Perché Polestar 2 torna in Canada ora

Polestar 2 torna perché il Canada ha alleggerito il blocco commerciale sulle elettriche prodotte in Cina, passando da una sovrattassa del 100% a un sistema con quota annuale. Per i clienti significa una scelta in più contro Tesla Model 3, mentre per Polestar è un modo rapido per riempire la gamma.
Il modello era uscito dal mercato canadese dopo le restrizioni introdotte sulle auto elettrificate cinesi. Ora la finestra di consegna indicata per gli ordini canadesi punta a settembre e ottobre, mentre negli Stati Uniti non c’è ancora una conferma equivalente.
Il tema è più ampio del singolo marchio. Il Canada aveva annunciato misure commerciali sulle EV cinesi tramite il piano canadese sui veicoli elettrici cinesi, poi il quadro si è spostato verso una quota annuale indicata in 49.000 veicoli.
Scheda tecnica Polestar 2: batteria, potenza e ricarica
La versione canadese ordinabile è la Long Range Dual Motor. La configurazione usa una batteria da 82 kWh e due motori elettrici per una potenza complessiva di 421 CV. L’autonomia stimata è di 477 km, un valore utile per chi percorre molta autostrada o vive fuori dai grandi centri.
- Potenza complessiva: 421 CV nella versione Long Range Dual Motor
- Autonomia stimata: 477 km
- Ricarica rapida DC: fino a 205 kW
- Ricarica 10-80%: circa 28 minuti
Sul sito ufficiale Polestar 2 in Canada, il modello resta posizionato come fastback elettrica premium, non come SUV. È un punto distintivo in un mercato dove crossover e compatte rialzate dominano, come dimostra anche l’interesse verso modelli rivali raccontati parlando della sfida tra Lucid Cosmos e Tesla Model Y.
Cosa significa per il mercato EV nordamericano
Il ritorno della Polestar 2 è anche una mossa ponte. Polestar ha già in gamma la Polestar 3 e la Polestar 4, ma la 2 resta il modello che ha costruito la presenza del brand. La prossima generazione è attesa all’inizio del 2027, quindi il rientro canadese serve anche a mantenere viva la base clienti.

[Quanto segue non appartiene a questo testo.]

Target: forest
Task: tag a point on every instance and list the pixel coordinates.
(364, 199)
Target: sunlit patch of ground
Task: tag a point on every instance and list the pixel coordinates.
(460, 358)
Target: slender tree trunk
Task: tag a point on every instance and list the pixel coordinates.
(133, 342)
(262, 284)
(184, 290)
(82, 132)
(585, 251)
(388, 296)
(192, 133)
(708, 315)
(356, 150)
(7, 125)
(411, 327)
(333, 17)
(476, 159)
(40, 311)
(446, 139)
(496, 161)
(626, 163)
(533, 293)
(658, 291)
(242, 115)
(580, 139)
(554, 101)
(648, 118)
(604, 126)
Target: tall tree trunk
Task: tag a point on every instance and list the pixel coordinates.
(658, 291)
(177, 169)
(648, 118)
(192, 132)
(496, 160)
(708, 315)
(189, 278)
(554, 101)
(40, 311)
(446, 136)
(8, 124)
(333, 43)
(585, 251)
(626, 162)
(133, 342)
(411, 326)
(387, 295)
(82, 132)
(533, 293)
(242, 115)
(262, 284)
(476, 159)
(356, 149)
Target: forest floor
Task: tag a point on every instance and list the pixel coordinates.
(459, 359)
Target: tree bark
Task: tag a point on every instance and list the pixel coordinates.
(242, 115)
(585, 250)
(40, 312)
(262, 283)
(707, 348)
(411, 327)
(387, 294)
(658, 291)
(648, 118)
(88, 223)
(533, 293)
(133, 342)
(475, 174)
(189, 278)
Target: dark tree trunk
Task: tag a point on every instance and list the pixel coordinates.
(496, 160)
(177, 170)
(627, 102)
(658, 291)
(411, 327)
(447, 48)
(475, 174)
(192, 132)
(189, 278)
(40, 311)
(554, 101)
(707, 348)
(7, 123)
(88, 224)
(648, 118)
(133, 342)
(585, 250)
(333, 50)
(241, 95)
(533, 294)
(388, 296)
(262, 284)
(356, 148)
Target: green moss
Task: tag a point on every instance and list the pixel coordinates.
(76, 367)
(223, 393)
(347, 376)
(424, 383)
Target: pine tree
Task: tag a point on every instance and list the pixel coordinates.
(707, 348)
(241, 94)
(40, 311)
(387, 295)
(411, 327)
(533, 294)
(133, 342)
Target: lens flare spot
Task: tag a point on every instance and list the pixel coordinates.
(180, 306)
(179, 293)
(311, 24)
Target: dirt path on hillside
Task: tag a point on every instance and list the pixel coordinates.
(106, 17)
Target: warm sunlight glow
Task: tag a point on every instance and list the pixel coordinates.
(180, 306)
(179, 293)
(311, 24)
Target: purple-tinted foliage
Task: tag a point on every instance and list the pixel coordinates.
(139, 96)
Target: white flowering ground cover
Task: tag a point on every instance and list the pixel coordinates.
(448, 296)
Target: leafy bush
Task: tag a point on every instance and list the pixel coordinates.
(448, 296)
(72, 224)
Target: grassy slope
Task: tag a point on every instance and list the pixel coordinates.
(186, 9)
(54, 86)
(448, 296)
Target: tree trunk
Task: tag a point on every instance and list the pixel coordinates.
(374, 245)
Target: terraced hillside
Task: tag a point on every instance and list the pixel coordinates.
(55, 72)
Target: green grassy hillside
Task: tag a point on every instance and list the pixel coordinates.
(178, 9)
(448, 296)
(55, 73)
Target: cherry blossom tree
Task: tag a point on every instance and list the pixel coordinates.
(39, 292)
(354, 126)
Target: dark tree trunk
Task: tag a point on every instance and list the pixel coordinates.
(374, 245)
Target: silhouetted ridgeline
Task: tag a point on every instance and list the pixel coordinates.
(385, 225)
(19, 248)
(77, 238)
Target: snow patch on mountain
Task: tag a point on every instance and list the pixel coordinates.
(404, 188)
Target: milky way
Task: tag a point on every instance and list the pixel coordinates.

Per chi guarda il mercato da fuori, il caso Polestar racconta una tendenza chiara: le auto elettriche non competono solo su autonomia e ricarica. Contano fabbrica di provenienza, regole doganali, incentivi e disponibilità reale. È lo stesso equilibrio che pesa su altri marchi EV, come nel caso della Volvo EX30 uscita dagli USA.
La domanda ora è se il Canada diventerà una porta d’ingresso stabile per le EV costruite in Cina o solo una soluzione temporanea. Se il sistema delle quote resterà favorevole, la concorrenza potrebbe aumentare. Se cambierà di nuovo, anche modelli già ordinabili potrebbero sparire dai configuratori in pochi mesi.